Cuando apenas tenía catorce años, mi tía (que era como una madre para mí) fue violentamente removida de mi existencia. La tristeza es prima del odio, pues recuerdo tener fantasías de lo que les hubiera hecho si los hubiera encontrado. Un rencor que te consume tanto que cuesta hasta reconocer que habita en tu corazón. Me pregunto si mi padre sentía tal rencor a su propio padre. Fue su propio padre que le quitó su padre. Fue su padre el culpable y nadie más de la soledad que sintió. Del miedo y de la incertidumbre. No sé si es posible sentir algo así de fuerte por tanto tiempo en contra de su mismo padre.

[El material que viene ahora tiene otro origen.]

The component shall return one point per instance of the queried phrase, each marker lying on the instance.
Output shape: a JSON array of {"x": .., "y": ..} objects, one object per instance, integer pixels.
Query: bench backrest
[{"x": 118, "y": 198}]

Nunca sabré si mi padre realmente le guardaba rencor a mi abuelo. Nunca sabré si mi abuelo realmente se murió de cólera o del agua sin hervir. Nunca sabré qué se siente tenerle rencor a su progenitor. Nunca sabré si mi padre hubiera sobrevivido esta enfermedad que actualmente aterroriza a la gente. Pues ambos hombres ahora habitan no sobre esta tierra sino por debajo de ella.
Estas parecen ser las cosas que pasan por la mente de uno al esperar que pase la pandemia. Estas parecen ser las cosas que uno recuerda al estar entre cuatro muros por tanto tiempo. A uno solo le queda especular no solamente sobre las pandemias actuales, sino sobre las anteriores también.